Kuaishou data governance system



That’s a great line. If you concentrate on one task for a long time, a similar insight will develop. Single-point problem-solving often leads to endless tasks, missing the forest for the trees, and slowly killing yourself. Building systematic thinking and setting up overall thinking frame is the only magic weapon to solve the problem. Relying on the DAMA governance system is undoubtedly very wise and correct.



Taking DAMA’s data governance system as a reference, disassemble data, capabilities, products, and support and assurance to tease out the figure above. I just want you to read a little bit, a few thousand words.



This data model metric system is interesting. It can be used as a KPI assessment source for warehouse team. The picture is not clear, you can download the PDF for reference. I have redrawn the health quantitative index system of the whole data governance:



This index system can be refined down to individuals and then directly ranked. In the “Kuaishou big data cost management” share, also used the ranking of some of the indicators. It seems that we can’t go anywhere without KPI pictures.

Outlook and Summary



This is a familiar picture. The previous figure adds a systematic governance tool to the right, and then reinforces security and data value.

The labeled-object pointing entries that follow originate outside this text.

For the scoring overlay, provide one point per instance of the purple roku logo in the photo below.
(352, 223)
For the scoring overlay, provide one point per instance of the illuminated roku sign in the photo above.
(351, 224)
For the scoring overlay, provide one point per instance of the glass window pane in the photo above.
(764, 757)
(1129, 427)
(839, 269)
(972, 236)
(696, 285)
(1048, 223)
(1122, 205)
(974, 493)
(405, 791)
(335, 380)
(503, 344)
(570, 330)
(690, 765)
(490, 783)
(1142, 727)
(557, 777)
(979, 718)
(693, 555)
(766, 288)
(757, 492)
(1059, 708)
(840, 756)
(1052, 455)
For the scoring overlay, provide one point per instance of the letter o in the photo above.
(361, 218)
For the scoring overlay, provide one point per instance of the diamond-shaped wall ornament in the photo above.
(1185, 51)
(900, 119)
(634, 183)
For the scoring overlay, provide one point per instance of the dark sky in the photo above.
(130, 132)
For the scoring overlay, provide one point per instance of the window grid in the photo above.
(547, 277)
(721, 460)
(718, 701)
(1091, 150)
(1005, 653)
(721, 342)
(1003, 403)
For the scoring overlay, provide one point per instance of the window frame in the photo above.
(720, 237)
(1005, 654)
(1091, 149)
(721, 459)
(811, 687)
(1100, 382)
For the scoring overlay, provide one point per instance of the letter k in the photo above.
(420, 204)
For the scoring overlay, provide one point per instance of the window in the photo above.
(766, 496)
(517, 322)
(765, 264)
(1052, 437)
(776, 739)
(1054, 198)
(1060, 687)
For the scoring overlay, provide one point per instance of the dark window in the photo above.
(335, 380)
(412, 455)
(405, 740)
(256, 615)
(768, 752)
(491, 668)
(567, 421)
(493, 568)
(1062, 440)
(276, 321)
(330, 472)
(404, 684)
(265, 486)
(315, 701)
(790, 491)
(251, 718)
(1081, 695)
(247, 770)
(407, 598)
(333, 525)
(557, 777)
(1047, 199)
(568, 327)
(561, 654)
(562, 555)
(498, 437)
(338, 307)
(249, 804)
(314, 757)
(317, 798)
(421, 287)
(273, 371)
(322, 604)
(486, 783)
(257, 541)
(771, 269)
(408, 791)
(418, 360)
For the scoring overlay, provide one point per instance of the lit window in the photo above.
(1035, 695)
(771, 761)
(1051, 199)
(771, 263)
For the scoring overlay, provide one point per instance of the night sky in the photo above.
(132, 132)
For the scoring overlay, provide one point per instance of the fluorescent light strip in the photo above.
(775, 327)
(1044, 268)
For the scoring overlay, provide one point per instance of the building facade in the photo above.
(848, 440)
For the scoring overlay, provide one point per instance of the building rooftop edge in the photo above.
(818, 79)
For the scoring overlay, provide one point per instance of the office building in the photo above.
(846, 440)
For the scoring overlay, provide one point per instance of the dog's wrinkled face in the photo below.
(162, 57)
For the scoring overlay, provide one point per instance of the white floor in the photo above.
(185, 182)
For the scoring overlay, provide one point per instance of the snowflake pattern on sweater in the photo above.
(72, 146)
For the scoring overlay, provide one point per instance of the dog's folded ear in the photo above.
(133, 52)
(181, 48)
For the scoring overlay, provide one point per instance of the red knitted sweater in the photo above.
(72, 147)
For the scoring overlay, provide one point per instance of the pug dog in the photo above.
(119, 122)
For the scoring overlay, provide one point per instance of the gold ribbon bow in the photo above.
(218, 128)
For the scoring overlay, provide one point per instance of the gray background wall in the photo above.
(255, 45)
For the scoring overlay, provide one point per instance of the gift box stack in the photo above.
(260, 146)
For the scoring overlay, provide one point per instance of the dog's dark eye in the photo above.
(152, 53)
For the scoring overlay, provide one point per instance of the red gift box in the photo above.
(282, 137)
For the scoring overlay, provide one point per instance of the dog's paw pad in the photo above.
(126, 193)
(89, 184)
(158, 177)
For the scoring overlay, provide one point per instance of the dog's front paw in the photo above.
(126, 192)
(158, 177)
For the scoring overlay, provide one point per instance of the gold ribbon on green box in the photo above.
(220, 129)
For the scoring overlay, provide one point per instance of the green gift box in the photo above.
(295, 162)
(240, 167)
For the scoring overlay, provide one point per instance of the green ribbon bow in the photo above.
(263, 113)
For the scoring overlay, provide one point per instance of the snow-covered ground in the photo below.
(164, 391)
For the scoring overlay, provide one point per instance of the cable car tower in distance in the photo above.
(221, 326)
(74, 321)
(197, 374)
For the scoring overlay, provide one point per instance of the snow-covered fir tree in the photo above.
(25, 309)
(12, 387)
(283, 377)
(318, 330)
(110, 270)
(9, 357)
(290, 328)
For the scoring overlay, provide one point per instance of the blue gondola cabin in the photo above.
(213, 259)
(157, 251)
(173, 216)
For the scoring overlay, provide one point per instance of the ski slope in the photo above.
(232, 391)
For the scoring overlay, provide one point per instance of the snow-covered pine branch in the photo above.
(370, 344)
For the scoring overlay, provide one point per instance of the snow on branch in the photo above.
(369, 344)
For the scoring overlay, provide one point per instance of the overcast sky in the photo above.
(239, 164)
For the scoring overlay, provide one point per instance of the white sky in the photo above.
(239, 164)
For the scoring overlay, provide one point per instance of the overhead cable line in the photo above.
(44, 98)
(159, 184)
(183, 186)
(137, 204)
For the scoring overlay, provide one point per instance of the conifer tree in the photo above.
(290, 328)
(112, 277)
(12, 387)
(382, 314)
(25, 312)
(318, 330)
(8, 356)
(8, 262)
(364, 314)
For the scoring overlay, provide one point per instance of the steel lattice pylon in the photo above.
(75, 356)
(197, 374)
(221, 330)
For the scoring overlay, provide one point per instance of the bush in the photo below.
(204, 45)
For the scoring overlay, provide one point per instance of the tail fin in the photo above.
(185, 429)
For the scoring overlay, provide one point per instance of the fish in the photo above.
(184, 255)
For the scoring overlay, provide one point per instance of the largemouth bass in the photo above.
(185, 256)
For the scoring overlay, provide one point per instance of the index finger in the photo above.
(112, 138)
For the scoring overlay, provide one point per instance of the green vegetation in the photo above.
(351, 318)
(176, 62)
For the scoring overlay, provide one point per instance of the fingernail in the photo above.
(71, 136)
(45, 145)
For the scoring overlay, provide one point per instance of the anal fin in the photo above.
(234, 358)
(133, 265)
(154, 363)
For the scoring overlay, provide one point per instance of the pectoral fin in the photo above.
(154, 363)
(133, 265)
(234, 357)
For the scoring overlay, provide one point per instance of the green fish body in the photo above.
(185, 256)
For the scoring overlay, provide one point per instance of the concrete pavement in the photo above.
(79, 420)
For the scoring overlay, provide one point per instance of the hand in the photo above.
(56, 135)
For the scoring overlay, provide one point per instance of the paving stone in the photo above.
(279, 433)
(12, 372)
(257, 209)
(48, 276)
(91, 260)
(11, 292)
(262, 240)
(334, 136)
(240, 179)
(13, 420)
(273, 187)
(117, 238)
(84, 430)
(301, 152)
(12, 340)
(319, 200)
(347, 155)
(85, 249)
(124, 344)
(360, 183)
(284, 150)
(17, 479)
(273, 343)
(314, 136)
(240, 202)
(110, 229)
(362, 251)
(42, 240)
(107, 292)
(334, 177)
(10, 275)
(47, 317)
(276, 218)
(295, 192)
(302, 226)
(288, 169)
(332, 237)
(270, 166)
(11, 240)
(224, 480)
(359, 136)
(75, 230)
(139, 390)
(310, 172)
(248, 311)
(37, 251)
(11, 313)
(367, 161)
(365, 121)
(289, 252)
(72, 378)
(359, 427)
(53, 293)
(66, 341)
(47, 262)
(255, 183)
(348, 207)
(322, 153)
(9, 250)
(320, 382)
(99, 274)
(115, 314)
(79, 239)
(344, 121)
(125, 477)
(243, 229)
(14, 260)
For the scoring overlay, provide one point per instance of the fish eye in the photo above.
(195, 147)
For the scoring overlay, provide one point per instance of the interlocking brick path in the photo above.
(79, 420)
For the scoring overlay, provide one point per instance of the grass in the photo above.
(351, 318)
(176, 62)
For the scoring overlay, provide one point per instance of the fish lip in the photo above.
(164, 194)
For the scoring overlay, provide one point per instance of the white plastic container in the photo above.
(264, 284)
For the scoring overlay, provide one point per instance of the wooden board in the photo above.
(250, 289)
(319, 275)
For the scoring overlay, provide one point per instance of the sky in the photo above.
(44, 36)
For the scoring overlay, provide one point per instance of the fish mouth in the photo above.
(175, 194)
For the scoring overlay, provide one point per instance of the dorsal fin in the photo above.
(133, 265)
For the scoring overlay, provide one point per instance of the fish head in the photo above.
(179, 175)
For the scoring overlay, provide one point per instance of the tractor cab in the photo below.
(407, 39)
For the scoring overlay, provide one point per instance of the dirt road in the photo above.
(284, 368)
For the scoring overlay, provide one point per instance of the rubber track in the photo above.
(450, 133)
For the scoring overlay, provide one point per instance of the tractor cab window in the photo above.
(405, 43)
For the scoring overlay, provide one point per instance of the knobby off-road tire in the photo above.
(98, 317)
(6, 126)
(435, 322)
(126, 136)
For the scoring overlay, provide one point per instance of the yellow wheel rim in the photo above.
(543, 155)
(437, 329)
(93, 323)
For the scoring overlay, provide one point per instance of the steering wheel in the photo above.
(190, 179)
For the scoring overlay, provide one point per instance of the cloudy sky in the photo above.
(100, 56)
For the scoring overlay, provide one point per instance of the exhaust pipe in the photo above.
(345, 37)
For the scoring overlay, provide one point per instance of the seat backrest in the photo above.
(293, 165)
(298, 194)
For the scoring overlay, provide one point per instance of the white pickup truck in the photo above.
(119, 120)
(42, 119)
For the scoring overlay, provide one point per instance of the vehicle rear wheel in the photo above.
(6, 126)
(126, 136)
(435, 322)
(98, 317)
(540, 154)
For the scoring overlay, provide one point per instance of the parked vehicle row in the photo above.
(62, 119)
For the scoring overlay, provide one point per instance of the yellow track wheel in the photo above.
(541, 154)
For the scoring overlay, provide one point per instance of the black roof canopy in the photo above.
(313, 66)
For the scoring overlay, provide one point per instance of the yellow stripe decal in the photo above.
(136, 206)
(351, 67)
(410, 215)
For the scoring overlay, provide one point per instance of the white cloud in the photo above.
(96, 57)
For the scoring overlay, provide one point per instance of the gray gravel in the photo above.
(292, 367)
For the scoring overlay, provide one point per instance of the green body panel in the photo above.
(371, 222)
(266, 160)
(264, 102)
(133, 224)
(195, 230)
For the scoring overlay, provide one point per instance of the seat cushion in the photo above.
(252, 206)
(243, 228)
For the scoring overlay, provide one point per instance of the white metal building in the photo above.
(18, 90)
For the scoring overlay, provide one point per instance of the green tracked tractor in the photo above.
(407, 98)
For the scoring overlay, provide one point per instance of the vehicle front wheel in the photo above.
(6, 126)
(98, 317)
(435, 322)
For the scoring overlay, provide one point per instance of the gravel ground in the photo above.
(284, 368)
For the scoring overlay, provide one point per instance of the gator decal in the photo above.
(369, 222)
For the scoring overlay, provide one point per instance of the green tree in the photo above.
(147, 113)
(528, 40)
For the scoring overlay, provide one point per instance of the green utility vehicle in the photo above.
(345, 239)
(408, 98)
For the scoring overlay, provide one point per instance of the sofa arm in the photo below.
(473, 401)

Overall, Kuaishou data governance is a good place to start. Framework reference DAMA, first organization, then standard, foundation, strong execution, service.

The whole thing is targeted, organized, disciplined and methodical, steady and steady. It can be used as a reference for data governance in the industry.

2. Kuaishou data Governance Practices from Model specification – Sun Wei. PDF is ready for you. Reply “DAMA” to download the DAMA-DMbok document.